Today is 'budget' day. A budget is something that you work out when you have a fixed amount of money as income and you work out what you can afford to spend.
However government does not work like that, like an adolescent it works out what it wants to spend, then starts borrowing or cadging of everybody else to meet 'the deficit'. With an adolescent that resorts to demanding money with menaces, they were dealt with in a summary fashion by either parents or the local copper. Government has no such constraints on it as it has the monopoly of violence, and when the citizen withdraws his consent to be robbed blind, he/she is faced with jail or heavy fines.
So the word 'budget' is a misnomer, Government has decided it would like to get involved in another shooting war with no exit strategy- AGAIN !.
Brogan in this
article is arguing that the 40% rate should now be honestly named the standard rate, and the 25% rate the lower rate. I agree, until we start calling things as they really are, we are never going to get out of this mess.
You will hear a lot today about nonsense about a 'budget for growth', governments do not create real wealth producing jobs, they create public sector jobs which are a drain on national resources.
The Government is still borrowing, State expenditure is still growing.
Would that we had a
Sir John Cowperthwaite had the helm, with government spending limited to 15% of GDP.

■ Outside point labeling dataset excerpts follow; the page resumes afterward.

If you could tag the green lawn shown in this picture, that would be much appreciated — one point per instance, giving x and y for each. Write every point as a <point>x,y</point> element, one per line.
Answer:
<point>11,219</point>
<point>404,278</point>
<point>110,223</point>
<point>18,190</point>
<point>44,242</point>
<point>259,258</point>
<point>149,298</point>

With George O it is a game of sado-masochism, except in this case the
wealth producers are walking away rather than be whipped further.
8 comments:
"40% rate should now be honestly named the standard rate, and the 25% rate the lower rate."
hah! classic. the median income is £22,000, the vast majority of people will never touch the £35,000 higher rate, and Libertarians want it to be called the 'standard rate'. Shows how out of touch with the average person libertarians are!
I suppose by extension the vast majority of people who never touch the standard rate are 'sub standard'. How very Ayn Rand.
Maybe it is to mean that the majority of income tax is collected at the 40% rate...
Mr Stone, you picked on one point.
The main thrust is that the Government decides what it wants to spend and then takes it.
The most insidious tax is inflation and we are all being robbed blind by it, unless you are a debtor.
You are?
Ah, okay.
But until that, and the money printing machines that cause it are restrained we are heading ever deeper into insolvency and financial disaster.
...the wealth producers are walking away rather than be whipped further
A bank a wealth producer? A fucking bank?
Congratulations on winning this week's Polly Toynbee award for economic illiteracy.
Whatever,
Try conducting an export business without banks.
Try conducting ANY business without banks. They provide services without which life would be slower, riskier and more expensive.
The problem with banks is that we have state funded bailouts, deposit insurance (skewing consumer choice), and a currency monopoly enforced by legal tender laws. Add to that the ratings agencies have not been skewered for AAA rating junk. Who has not skewered them? Yes, THE STATE.
So please, stop this lazy banker bashing and look to the parent - the state - who brought up such spoilt children (the banks).
Roger -- my comments weren't 'lazy banker bashing'. They were 'lazy author bashing'. Guthrum chose to use the possibility of HSBC moving offshore as an example of how the government is 'whipping' the 'wealth producers'.
Now, if you -- or he -- would like to explain how banks actually produce wealth (rather than simply moving existing wealth around), I'll be happy to debate the issue with you. But that wasn't your response; you failed to actually address the point I made, and rather responded to a totally different one -- that banks serve no purpose. I didn't actually claim that.
So, how do banks directly produce wealth?
Ok lets use WPP instead, gone to Dublin
HSBC also contribute more than a few bob to the exchequer
eight of ten financial companies are looking to move out of the UK to Switzerland or the Channel Islands.
Economic illiteracy that banks are unproductive or shall we go back to barter
@Guthrum
Ok lets use WPP instead, gone to Dublin
Only part of WPP have gone; plus WPP is an advertising business. They don't create wealth either, just demand.
HSBC also contribute more than a few bob to the exchequer
Through taxes. By that logic, the government should raise every public sector workers salary to (say) a million quid -- think of all the extra taxes that would bring in!
eight of ten financial companies are looking to move out of the UK to Switzerland or the Channel Islands.
I've already agreed with RT that (some of) the functions that financial institutions provide are actually useful. However, that doesn't mean that those institutions need to be based in the UK -- as long as folks have access to those services, they don't care where that company is based...
Economic illiteracy that banks are unproductive or shall we go back to barter
Sorry, Guthrum, but I call bullshit. Of course banks do something useful -- I've already agreed that. What I was taking issue with was your very specific observation that they are 'wealth producers'. They are not, and your refusal to address this specific point is telling.